BUFFALO, N.Y. (WIVB) — Now that Buffalo’s theatre season is back, parking could lead to some unwanted drama unless you go prepared. An out-of-town visitor got more than she bargained for, coming out of a downtown show.

If you are going to Shea’s, for instance, unless you get there early and park on the street, you are going to need your smartphone to park anywhere near the theatre, which Tracie Nye and her family learned the hard way.

Nye’s mom surprised her with tickets to “Frozen, the Broadway Musical” at Shea’s Buffalo.

“And it was spectacular. It was a really great show,” Nye said. But after the show, as Tracie, her mom and sister headed toward her car they found a parking ticket on the windshield that said she failed to pay for parking.

“We came outside to the parking lot where we parked at and a lot of the cars, including mine, had tickets on them. I am not sure why — I paid, I could not tell you,” Nye told News 4.

Tracie looked for an attendant to try to straighten the ticket out, but there was no one around, although earlier in the night when she and her family were pulling into the parking lot.

“There were attendants down there that handed you a piece of paper that says, ‘we are now cashless here is the information for the download to get the app,’ and you just pay on the app and go from there.”

Along the streets adjacent to the Theatre District, as far, as the eye can see, the former pay machines have been removed from the parking booths and are pay by app only. Tracie showed the proof she paid the $25 event charge plus a 35 cent transaction fee and called to remove the charge.

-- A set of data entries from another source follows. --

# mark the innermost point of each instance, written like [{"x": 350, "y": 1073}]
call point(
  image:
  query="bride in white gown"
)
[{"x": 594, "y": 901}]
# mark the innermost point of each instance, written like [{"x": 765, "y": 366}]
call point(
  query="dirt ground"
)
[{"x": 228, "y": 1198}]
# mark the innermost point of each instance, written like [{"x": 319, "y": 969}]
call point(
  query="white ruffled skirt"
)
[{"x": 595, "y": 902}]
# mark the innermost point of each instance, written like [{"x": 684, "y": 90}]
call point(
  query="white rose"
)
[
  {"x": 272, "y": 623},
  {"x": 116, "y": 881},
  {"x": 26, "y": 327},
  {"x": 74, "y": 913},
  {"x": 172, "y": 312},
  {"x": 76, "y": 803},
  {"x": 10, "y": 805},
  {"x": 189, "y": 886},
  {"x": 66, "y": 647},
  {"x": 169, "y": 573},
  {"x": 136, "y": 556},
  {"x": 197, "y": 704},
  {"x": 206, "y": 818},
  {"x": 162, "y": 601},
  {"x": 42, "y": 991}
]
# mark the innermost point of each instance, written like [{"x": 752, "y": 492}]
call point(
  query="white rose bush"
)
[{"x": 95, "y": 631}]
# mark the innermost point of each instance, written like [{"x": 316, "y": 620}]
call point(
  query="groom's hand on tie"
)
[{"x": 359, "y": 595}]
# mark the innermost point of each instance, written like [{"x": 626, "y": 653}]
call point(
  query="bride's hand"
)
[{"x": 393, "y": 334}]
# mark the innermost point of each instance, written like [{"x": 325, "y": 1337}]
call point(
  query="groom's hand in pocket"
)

The company representative looked up her citation, confirmed she did actually pay, and attributed the discrepancy to a glitch in the app — the “O” on her license plate showed up as a zero.

“I feel better now that I know it was a mistake on their part, entered in a number wrong, or a letter wrong, or something on my plate, but it was a different number than what they use,” said Nye.

Most of the downtown surface lots are automated. The Pay2Park representative told Tracie, they did field some complaints similar to hers, which they are handling on a case-by-case basis.

Those parking apps, in some cases, let you reserve a space ahead of time.